We've all been waiting for the other shoe to drop for the Pirates. We were waiting in late May when stats started popping up about how they hadn't been over .500 this late in the season since George W. Bush's first term. We were waiting in late June when it seemed impossible that they could win another close game with clutch bullpen help and timely hitting. We were waiting for them to collapse right before the All-Star break. We were waiting for them to collapse right after the All-Star break.
Then came that crucial 13 game string against strong competition. We were sure that they would fall apart then. They were actually far enough above .500 that a rough streak against good teams wouldn't hurt them too much in the standings. Then the 19th inning debacle against the Braves. Then the Phillies swept the Buccos at Philly. But, that could actually be excused. It wasn't so much that Philadelphia excused the Pirates as a shoddy club. It was that the Philadelphia Phillies announced, emphatically, that they are a really, really good team. So much so that ESPN.com took a look at other great NL teams of the last 30 years to see how the Phillies stack up.
As the saying goes, though, one sweep does not a ten game losing streak make. That's a saying, right? No? Well, it is now.
The Pirates got crushed in consecutive home series by the Cubs and Padres. The rotation had an extremely bad run, the bullpen imploded, the hitting was not-so-timely, and the offense is not built to score ten or more runs in any game. For anyone that thought Derrek Lee and Ryan Ludwick were going to save this line-up, I have some Bear Sterns stock I would like to sell you. Leave your PayPal information in the comments.
Bad news is that they didn't get Hunter Pence. A real team with genuine playoff aspirations and deep pockets got him. Good news is that they gave up a player to be named later and some cash for two old guys that are helping -- and will help -- the offense, if for no other reason than they make it easier for Clint Hurdle to set his line-up against lefties.

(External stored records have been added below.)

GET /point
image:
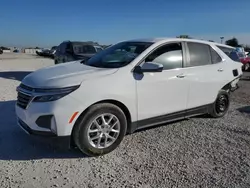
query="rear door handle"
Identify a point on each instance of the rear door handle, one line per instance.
(181, 76)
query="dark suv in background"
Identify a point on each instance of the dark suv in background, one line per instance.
(74, 50)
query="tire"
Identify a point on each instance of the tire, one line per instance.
(221, 104)
(246, 67)
(81, 132)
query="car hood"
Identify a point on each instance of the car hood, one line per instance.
(64, 75)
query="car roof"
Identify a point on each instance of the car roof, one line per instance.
(161, 40)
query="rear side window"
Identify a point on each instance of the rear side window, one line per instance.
(199, 54)
(215, 56)
(230, 52)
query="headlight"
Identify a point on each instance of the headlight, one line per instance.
(47, 95)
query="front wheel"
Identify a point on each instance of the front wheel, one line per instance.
(100, 130)
(221, 105)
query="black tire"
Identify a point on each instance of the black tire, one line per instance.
(80, 134)
(221, 104)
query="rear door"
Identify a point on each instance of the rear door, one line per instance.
(204, 71)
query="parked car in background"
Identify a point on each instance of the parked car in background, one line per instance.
(245, 60)
(128, 86)
(47, 52)
(74, 50)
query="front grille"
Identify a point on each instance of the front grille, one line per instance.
(23, 99)
(26, 87)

Also, we were able to finally, mercifully, put the Lyle Overbay Experiment to sleep. It's kinda funny that he went to go live on a farm, in Indianapolis.
The thing is that it would be mean -- and inaccurate -- to characterize this team as just the "Same Old Pirates." This is a team that captured our imagination from late May through the beginning of Steeler training camp. They gave us something that Pirate fans have not felt in a very long time: Hope. Many casual fans have jumped off the bandwagon. That's fine. There will be plenty of room for them the same time next year.

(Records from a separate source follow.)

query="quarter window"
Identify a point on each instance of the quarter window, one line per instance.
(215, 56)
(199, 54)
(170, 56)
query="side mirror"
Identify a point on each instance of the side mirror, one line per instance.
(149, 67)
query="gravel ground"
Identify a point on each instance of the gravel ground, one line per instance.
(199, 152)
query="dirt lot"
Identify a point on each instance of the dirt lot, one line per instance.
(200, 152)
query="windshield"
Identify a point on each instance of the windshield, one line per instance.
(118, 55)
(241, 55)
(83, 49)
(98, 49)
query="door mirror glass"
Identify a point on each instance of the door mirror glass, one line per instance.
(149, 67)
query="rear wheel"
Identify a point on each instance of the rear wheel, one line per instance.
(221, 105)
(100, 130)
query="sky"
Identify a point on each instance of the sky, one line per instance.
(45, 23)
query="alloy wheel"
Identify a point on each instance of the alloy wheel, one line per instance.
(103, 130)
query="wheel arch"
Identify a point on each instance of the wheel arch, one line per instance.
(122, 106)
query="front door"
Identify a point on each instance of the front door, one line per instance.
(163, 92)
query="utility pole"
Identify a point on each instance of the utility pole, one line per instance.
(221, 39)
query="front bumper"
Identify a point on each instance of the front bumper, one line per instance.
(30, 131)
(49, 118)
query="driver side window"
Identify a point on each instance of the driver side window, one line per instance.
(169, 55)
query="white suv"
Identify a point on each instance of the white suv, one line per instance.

This is a young deep with a fairly strong minor league system. Charlie Morton, James McDonald and possibly Paul Maholm and Jeff Karstens should only get better. Neil Walker, Chase D'Arnaud, Brandon Wood, Alex Pressley, and possibly even Andrew McCutchen will get better. There's always the hope that Brad Lincoln will pan out. I think that Gerrit Cole will contribute sooner, rather than later, in a Stephen-Strasburg-but-not-needing-Tommy-John-surgery kind of way.
The Buccos went from sucking, to not sucking, to overachieving, to just plain achieving in a little over half a season. To say that they've regressed to their former, sucking ways in just seven games is jumping the gun. They're not going to win the division. They're not going to win the wild card. But, dammit, they stayed relevant up through when camp opened in Latrobe, and that's significant.
I know that Hurdle thinks that 500 is just a number, but that's the most realistic number that this team has left. It's the number that the fans -- fair weather or not -- have been thinking about since Clinton left office. That's all they have and that's where they need to get. In a season full of ups and downs, breaking even would be a huge victory.